The Irish didn’t win in that first Cotton Bowl, but the late rally by top-rated and unbeaten Texas set the stage for plenty of Dallas drama for Notre Dame teams over the years. Joe Theismann and the Irish returned the favor a year later, against another undefeated and top-ranked Longhorn squad. And the Irish celebrated their 1977 national title by thwarting the Texas Wishbone against a third unbeaten and top-ranked Longhorn unit.

Not to be forgotten is Joe Montana’s final collegiate appearance on a ridiculously cold and icy Dallas day (Jan. 1, 1979)—as chicken broth proved the fuel for an Irish comeback that wiped out a 34-12 Houston fourth-quarter lead and provided for a literal, final-second Notre Dame triumph. Krause called it the great comeback in Notre Dame history.

In addition, five different times in the late 1940s and ‘50s the Irish came to Dallas to face SMU. Those all were blue-chip Notre Dame teams—ranking first nationally when they came to town in 1949, fourth in 1954, third in 1956, 10th in 1957 and seventh in 1958. Only in ’56 (a 19-13 SMU win) did the Irish leave town without a win in hand.

* BIG plays—How about Montana’s sideline route to Kris Haines in the last seconds of that 1979 Cotton Bowl? They missed connections the first time, then called the exact same play and pulled it off as time ran out.

Remember Notre Dame’s most recent trip to Austin? In Lou Holtz’s final season as Irish head coach, freshman Jim Sanson delivered a 39-yard field goal as time expired to provide the 27-24 margin for Notre Dame over the sixth-rated Longhorns.

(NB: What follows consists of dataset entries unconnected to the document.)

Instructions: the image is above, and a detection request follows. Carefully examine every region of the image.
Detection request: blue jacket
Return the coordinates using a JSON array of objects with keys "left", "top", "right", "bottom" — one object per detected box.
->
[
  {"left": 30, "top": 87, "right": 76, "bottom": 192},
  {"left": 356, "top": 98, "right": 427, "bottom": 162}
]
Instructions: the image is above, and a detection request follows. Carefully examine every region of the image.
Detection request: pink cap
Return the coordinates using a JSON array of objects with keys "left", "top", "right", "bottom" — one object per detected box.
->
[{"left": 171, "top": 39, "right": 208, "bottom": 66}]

The play happened in New Orleans, but has a Texan in an Irish uniform made a bigger play than Dallas product Robin Weber’s late 35-yard catch from Tom Clements that essentially cemented another national title for Notre Dame in 1973?

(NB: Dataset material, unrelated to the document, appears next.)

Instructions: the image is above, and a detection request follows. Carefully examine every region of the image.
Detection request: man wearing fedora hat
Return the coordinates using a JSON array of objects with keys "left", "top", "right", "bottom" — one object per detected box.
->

* BIG players—You couldn’t miss the late Wally Kleine, that hulking 6-foot-9, 274 defensive linemen from Midland, Texas, who plied his trade in a Notre Dame uniform from 1983-86. The last three decades, in particular, have produced more than a fair share of Irish standouts from Texas—none more luminous than Dallas product Tim Brown, who won the 1987 Heisman Trophy and returns tonight to take part in the coin toss.

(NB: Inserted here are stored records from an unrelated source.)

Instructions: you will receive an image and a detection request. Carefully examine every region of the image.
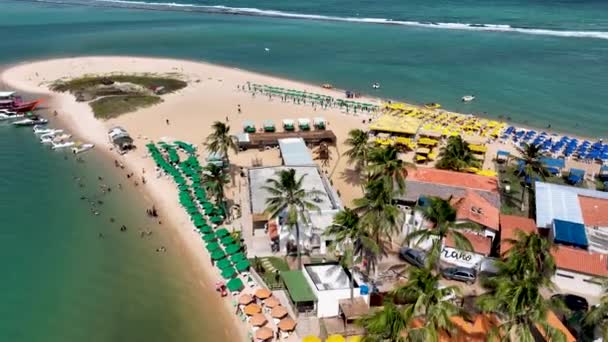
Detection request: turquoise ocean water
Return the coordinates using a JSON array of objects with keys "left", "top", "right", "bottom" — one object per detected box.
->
[{"left": 0, "top": 0, "right": 607, "bottom": 341}]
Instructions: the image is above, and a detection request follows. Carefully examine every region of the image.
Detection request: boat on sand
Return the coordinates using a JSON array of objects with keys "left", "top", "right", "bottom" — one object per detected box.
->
[
  {"left": 51, "top": 140, "right": 75, "bottom": 150},
  {"left": 13, "top": 117, "right": 48, "bottom": 126},
  {"left": 71, "top": 143, "right": 95, "bottom": 154}
]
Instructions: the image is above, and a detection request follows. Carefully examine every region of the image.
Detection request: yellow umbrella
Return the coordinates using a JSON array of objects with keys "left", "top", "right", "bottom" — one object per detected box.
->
[
  {"left": 326, "top": 335, "right": 346, "bottom": 342},
  {"left": 347, "top": 337, "right": 362, "bottom": 342},
  {"left": 302, "top": 336, "right": 322, "bottom": 342}
]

* BIG opponents—The Irish in past trips to the state of Texas have taken on such players names as Kyle Rote, Steve Worster, Ricky Williams and Earl Campbell, just to name a few—and Hall of Fame coaches like Darrell Royal.

Of those 20 previous Irish games played here in Texas, 10 have come against ranked opponents—eight against teams ranked ninth nationally or higher.

Tonight’s Irish challenge comes against a 22nd-rated (by Associated Press) Arizona State team trying to become the first program in 13 attempts to defeat USC and Notre Dame on back-to-back Saturdays.

Notre Dame looks to add to its already long list of Texas-sized moments in its first appearance in an AT&T Stadium venue that fits the Texas “big” bill to a T.